Didin memberikan beberapa
contoh sektor ekonomi modern potensial sebagai harta wajib zakat. Seperti zakat
profesi, zakat perusahaan, zakat surat-surat berharga, zakat perdagangan mata
uang zakat hewan ternak yang diperdagangkan, zakat madu dan produk hewani,
zakat investasi property, zakat asuransi syariah, dan zakat sector-sektor
modern lainnya yang signifikan mempunyai nilai yang tinggi.
Termasuk di
dalamnya zakat usaha tanaman anggrek, burung
wallet, ikan hias, dan sektor rumah tangga modern sebagai sumber zakat. Di samping
karena nilai dan harganya yang sangat tinggi, juga untuk mengendalikan
penimbunan dan pembekuan harta produktif serta pengendalian pola hidup mewah dan konsumtif yang tidak
sesuai dengan ajaran Islam.
Sejalan dengan salah satu tujuan
dan hikmah zakat, yaitu untuk meningkatkan kesejahteraan kaum fakir miskin
maupun asnaf lainnya. Maka sumber-sumber zakat yang bervariasi ini
diharapkan dapat meningkatkan jumlah penerimaan zakat.

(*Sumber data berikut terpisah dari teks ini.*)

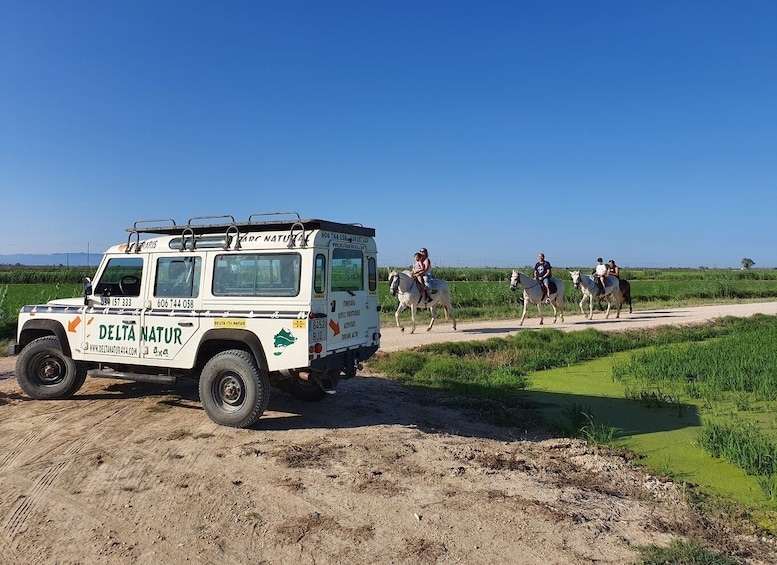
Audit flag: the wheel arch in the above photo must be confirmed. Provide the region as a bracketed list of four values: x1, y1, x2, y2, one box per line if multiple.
[19, 319, 72, 357]
[196, 329, 268, 372]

Karenanya, saran Didin, upaya penggalian sumber
zakat harus terus menerus dilakukan.
Terutama oleh Badan Amil Zakat maupun Lembaga Amil Zakat. Kedua jenis lembaga ini, yang telah disahkan
keberadaannya oleh Undang-undang Nomor 38
tahun 1999 tentang Pengelolaan Zakat, perlu melakukan kerja sama yang
saling menguntungkan agar hasil guna dan daya guna zakat dapat lebih
dioptimalkan. Amanah dan profesionalisme harus terus dilakukan oleh lembaga
pengelola zakat agar masyarakat semakin percaya kepada lembaga-lembaga
tersebut. Ryan Febrianti
0 komentar:
Speak up your mind
Tell us what you're thinking... !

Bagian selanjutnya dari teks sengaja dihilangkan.